# Boykin Spaniel



## nickpan

Anybody know any local breeders or anybody that has them and has pups regularly? Would even be interested if they were in the surrounding states. Having a hard time finding much on the web.


----------



## carp slayer

I would love to know as well. I think there is or was one in the state.


----------



## deadibob

Hello guys, I'm new to this forum but not the state. I have a registered Boykin Spaniel female who turns 3 next month. I will be having her bred in her next heat cycle this summer. I live near Delta. I've had many breeds of hunting dogs in my life and since I discovered Boykins I will never have any other. Amazing dogs! The thing about this breed more than others is the owners seem to be very selective on who they sell a pup to and the conditions. 

These LBD's (Little Brown Dogs) as they are called, will outwork any dog their size. They make amazing pets. I have 5 kids and she fits right in. There is a boykin spaniel society and they have a quarterly magazine.

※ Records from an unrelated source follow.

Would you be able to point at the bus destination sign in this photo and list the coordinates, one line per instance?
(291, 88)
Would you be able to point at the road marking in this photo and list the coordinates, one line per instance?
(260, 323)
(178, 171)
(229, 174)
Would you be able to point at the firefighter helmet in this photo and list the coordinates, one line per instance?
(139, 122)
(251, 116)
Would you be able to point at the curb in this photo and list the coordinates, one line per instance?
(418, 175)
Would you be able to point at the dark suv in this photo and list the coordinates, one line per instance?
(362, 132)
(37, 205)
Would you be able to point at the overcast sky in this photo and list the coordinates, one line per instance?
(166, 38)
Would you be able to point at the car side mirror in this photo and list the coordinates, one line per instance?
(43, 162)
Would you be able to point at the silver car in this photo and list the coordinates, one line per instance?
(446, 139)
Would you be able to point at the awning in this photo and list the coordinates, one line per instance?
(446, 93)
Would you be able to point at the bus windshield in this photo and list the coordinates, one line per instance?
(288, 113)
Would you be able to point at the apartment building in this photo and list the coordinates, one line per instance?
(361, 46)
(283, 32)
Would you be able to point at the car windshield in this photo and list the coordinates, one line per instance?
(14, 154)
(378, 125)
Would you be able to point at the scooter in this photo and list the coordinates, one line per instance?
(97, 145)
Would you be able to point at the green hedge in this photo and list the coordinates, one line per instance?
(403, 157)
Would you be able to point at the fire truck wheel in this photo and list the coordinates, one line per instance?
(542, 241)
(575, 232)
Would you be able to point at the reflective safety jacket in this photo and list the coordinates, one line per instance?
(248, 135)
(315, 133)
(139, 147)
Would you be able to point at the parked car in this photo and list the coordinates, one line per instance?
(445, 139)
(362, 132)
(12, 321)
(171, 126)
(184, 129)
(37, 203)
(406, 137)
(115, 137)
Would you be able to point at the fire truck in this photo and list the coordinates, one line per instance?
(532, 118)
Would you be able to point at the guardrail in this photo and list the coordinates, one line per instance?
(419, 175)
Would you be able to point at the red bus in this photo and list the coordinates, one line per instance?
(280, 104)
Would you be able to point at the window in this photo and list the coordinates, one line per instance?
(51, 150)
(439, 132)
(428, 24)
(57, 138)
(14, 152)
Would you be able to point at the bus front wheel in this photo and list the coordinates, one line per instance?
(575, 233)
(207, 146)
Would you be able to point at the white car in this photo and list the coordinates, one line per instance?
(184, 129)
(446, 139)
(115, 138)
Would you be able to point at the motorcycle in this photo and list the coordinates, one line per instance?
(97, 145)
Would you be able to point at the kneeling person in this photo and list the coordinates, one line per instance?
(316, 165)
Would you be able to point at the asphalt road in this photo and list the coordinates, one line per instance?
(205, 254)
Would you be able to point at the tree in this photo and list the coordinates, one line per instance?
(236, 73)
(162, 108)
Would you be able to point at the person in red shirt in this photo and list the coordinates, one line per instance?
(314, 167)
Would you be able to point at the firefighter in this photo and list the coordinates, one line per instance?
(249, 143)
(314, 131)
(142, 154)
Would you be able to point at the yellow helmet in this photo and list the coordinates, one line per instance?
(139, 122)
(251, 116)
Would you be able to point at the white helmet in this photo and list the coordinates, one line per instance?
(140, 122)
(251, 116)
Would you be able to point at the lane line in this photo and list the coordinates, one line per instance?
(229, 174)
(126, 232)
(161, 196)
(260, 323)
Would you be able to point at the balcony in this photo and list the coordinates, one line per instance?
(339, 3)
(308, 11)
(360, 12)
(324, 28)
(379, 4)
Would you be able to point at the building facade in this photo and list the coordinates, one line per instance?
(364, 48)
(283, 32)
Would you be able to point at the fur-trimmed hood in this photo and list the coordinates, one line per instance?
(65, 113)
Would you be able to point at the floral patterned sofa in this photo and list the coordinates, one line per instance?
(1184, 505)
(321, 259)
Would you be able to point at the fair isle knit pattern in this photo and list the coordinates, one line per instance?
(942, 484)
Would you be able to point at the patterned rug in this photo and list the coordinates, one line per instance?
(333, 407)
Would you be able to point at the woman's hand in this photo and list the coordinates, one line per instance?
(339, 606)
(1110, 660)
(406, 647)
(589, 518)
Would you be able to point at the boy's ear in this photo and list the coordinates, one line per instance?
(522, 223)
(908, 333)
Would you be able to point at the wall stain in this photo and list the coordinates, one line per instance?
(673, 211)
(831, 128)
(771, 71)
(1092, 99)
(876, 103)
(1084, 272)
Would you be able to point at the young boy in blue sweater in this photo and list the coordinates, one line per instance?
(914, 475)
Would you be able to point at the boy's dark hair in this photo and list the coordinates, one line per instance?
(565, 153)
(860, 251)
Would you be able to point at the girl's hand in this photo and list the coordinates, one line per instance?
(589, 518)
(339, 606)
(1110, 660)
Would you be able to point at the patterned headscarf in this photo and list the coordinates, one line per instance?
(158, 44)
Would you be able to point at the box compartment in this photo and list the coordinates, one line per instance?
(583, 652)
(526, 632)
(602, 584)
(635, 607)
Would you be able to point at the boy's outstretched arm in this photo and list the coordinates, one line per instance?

I searched for a long time to find my pup but it was worth it. Good luck to you and if you are serious, I should be having some puppies available this fall.


----------



## nickpan

I will be very interested. I sent you a PM


----------



## carp slayer

PM sent


----------



## Matapatos

I had a litter of pups here in Plain City this past January. They were all sold well before they left at 8 weeks. They are fantastic dogs! Do your research on the litters though. I looked and looked before I finally drove to IL for my second Boykin I have now. As far as regular breeders in the state, there are none. In the west, maybe 2 or 3 but you'll wait a year or more. Back east, yes a lot more available, but waiting 6 months or more is the norm for a dog with good breeding. Brandywine Creek is the best known and probably the most reputable followed by Just Ducky and a few others. These won't ship puppies though, so you'll have to go get them. Its a bit of work to get a quality Boykin out here in Utah, but well worth it!


----------